Most couples without known fertility issues conceive within 6 to 12 months. Drawing on the Gnoth time-to-pregnancy study, around 30% conceive in the first cycle, around 60% by three cycles, around 75 to 80% by six cycles, and around 85% by twelve cycles. That average hides large variation by age, cycle regularity, and how well intercourse is timed.
Is it normal to not be pregnant after 3 cycles of trying?
Yes. About 40% of couples are still not pregnant at cycle 3, which is where most early panic shows up in clinic. Cycle 1 with a negative test is also normal, since around 70% of couples are not pregnant after one cycle. This is a long-tailed distribution, not pass or fail.
When should I see a doctor about not getting pregnant?

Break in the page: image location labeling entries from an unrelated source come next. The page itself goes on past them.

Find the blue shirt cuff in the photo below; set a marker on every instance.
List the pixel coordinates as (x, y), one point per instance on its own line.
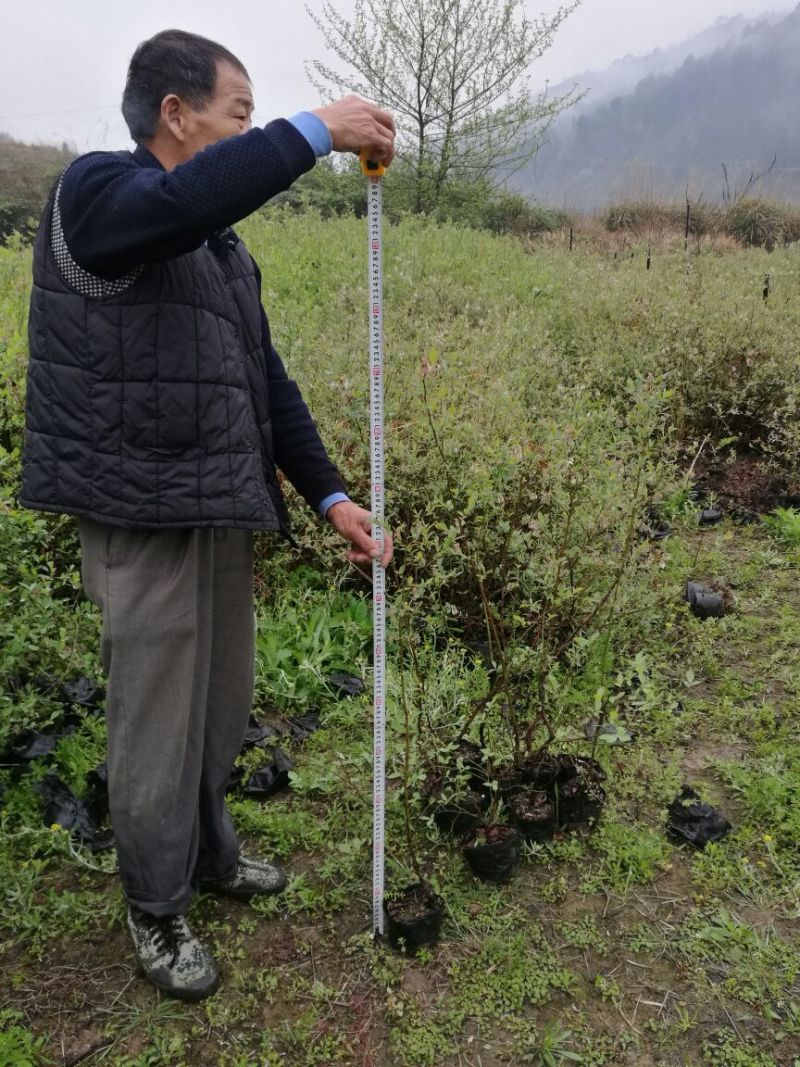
(330, 500)
(314, 130)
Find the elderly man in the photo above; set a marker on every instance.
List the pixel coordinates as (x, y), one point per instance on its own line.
(158, 413)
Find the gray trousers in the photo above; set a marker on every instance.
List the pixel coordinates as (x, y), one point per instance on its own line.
(177, 649)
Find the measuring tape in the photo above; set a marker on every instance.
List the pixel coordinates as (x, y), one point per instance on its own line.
(374, 245)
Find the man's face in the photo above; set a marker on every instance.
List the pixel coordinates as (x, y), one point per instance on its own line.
(225, 115)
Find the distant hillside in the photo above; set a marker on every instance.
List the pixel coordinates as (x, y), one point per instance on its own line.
(27, 172)
(732, 98)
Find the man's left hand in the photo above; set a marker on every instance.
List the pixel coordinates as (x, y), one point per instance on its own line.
(355, 525)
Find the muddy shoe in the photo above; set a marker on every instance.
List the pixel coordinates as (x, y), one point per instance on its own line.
(251, 878)
(172, 957)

The thresholds are the same across NICE and ASRM: under 35, investigate after twelve months of regular unprotected intercourse without conception; from 35 to 39, after six months; and at 40 and over, typically an immediate workup. Investigate earlier, regardless of age, if cycles are longer than 35 days or shorter than 21 days, are absent, or if there is a known diagnosis such as PCOS, endometriosis, or fibroids.
How does age affect the chance of getting pregnant in a year?
Cumulative pregnancy by twelve months falls with age: roughly 85 to 90% under 30, roughly 80% at 30 to 34, roughly 70 to 75% at 35 to 37, roughly 55% at 38 to 40, and roughly 30% or lower at 41 and older. The shape of the curve does not change, but the endpoint at twelve months does. This is why guidelines drop the wait for investigation to six months at 35 and older.
How often should we have sex to conceive?
The highest-yield pattern is intercourse every one to two days throughout the cycle, not abstinence saving up for ovulation. The fertile window opens roughly five days before ovulation and closes on ovulation day, with peak per-act probability two to three days before ovulation. Saving up lowers pregnancy rates rather than raising them, since sperm parameters do not improve with abstinence longer than about two days.